December 6, 2007

Lima Peru Earthquake
Lima, Peru

I was just in an Earthquake in Lima, my first for the county.

It was about twenty minutes to nine this evening when the house started to shake. I was working in Tatiana's bedroom, with the rest of the household was either on the third floor, in the kitchen, or out running errands. Simba, the dog, was already going crazy since the vet had just visited (returning the change from his wash and grooming session earlier in the day).

It doesn't look like anything's broken—including Tatiana's water. The last thing we all need is for her to go into labor now.

The two young children in the house and their mother are quite scared. They don't want to go back upstairs. Every so often I hear the dogs start to bark in the neighborhood again, and wonder if we're going to get an aftershock.

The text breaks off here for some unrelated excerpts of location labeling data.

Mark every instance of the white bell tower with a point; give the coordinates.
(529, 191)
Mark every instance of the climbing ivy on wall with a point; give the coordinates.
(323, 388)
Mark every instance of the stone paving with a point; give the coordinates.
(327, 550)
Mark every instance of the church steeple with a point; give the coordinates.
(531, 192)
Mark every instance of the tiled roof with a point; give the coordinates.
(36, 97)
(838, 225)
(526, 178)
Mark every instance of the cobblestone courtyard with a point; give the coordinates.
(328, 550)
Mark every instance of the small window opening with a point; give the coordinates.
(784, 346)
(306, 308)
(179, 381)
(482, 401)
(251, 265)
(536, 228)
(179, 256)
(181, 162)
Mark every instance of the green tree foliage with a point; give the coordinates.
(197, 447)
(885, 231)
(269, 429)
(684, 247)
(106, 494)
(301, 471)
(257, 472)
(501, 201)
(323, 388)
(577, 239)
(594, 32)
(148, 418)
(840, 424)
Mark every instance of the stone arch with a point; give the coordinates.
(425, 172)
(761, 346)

Earthquake felt in Lima, Peru

The USGS (United States Geological Survey), another kickass piece of American technology and information sharing at work, has reported in only a few minutes after the event. The local news appears to be taped, not live, as they're not saying anything.

Information about the quake:

  • Magnitude : 5.7 (Preliminary magnitude—subject to revision)
  • Date-Time : Thursday, December 06, 2007 at 08:41:04 PM at epicenter
  • Location : 13.549°S, 76.630°W
  • Depth : 34 km (21.1 miles)
  • Region : Near the coast of Central Peru
  • Distances :
    55 km (34 miles) WSW (258°) from Chincha Alta, Peru
    105 km (65 miles) WNW (301°) from Ica, Peru
    167 km (104 miles) SSE (164°) from Lima, Peru
  • Source : West Coast and Alaska Tsunami Warning Center/NOAA/NWS

Tatiana tells me that nearly all the earthquake they feel here in Lima come from around Ica. The Placa de Naza (Naza Fault) seems to generate more than people would like to remember. The big quake that recently trashed southern Peru came to mind as soon found out where the epicenter was, and hope things are OK down there.

I remember waking up in a dilapidated building in northern Chile to a fierce earthquake last year. That was not enjoyable.

Comments:

Andy HoboTraveler.com

December 8th, 2007

Some rule of thumb to know whether to walk around and take a look after a quake.

Under 7 or in the 6 and below can knock down weaker building, 7 and above will cause the earth to crack,and 8 will be major problems.

At 7 when the earth crack, the water lines below the roads and the road will crack. Below 7 more or less roofs will fall in.

I guess when I hear the 7 mark, I would say a person should go and see what the place looks like, as it is a once in a life time experience. I went to Indonesia and saw an earthquake.

90 percent of under 7 earthquakes will be clean quickly. When above 7, then some huge problem.